Samurai
- Date:
- 17th century
- Medium:
- Hanging scroll; ink and color on paper
- Source:
- Art Institute of Chicago
Description
This seventeenth-century hanging scroll in the Art Institute of Chicago, painted in ink and color on paper, depicts a samurai in a single-figure composition that exemplifies Iwasa Matabei's mature painting style. The work belongs to the period when Matabei was producing portrait-like figure studies of contemporary warrior-class subjects alongside his more elaborate narrative handscrolls, and the single-figure format gave him room to concentrate the viewer's attention on the kind of psychological characterization for which he was celebrated. His signature figural treatment is visible throughout, the broad cheekbones, the narrow chin, the slightly downcast eyes that defined the so-called toyokao or rich-face type that later scholars identified as the visible signature of his hand.

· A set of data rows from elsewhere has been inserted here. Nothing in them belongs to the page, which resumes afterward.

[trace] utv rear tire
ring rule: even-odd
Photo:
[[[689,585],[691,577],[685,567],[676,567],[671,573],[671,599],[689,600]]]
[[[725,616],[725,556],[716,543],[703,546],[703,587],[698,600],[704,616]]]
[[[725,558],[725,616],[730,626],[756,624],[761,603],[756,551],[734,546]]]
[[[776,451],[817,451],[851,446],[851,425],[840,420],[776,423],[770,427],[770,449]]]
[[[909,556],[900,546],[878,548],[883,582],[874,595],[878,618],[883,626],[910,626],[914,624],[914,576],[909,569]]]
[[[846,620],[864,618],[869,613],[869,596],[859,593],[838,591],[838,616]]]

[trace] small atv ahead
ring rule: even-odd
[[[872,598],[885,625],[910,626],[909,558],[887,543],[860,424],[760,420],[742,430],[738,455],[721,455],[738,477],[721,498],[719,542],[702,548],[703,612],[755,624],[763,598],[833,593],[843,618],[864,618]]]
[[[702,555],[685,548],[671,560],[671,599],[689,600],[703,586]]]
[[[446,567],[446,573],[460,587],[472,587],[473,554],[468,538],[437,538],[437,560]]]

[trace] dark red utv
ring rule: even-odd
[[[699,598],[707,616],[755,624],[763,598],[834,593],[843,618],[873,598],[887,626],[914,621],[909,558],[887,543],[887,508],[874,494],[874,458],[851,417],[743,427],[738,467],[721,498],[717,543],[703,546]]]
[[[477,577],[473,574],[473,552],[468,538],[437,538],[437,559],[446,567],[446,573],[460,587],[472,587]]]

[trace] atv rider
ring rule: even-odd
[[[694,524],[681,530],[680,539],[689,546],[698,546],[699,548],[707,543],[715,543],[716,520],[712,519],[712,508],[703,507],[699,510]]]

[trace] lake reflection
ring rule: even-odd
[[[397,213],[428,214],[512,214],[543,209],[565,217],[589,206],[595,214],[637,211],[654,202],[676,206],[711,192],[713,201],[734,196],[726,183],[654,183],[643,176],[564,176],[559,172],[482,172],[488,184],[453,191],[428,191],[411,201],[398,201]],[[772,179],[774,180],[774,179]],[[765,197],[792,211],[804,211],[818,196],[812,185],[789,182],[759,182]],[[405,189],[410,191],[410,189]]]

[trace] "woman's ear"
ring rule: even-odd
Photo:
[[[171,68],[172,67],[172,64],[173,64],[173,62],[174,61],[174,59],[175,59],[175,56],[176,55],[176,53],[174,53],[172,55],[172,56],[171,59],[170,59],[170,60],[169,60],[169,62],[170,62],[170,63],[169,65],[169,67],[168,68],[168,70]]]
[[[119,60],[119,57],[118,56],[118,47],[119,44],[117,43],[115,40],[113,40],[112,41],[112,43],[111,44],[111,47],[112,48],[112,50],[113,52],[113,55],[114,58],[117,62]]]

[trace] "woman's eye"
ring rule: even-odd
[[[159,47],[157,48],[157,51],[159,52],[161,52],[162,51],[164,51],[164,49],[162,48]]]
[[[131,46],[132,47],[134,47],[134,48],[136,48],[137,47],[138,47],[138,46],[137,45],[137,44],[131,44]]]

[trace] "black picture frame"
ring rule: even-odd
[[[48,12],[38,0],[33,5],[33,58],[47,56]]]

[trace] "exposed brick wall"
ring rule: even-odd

The samurai's costume, with its layered robes and conspicuous swords, is rendered with the careful attention to textile pattern and dress detail that Matabei inherited from the Tosa school and adapted to his own ends. The composition demonstrates the kind of dignified yet earthy presence that distinguished Matabei's figural work from both the more idealized courtly portraits of the Tosa lineage and the more austere ink studies of the Kano school, and that would resonate through the later [ukiyo-e](/glossary/ukiyo-e) tradition as one of its prehistoric foundations.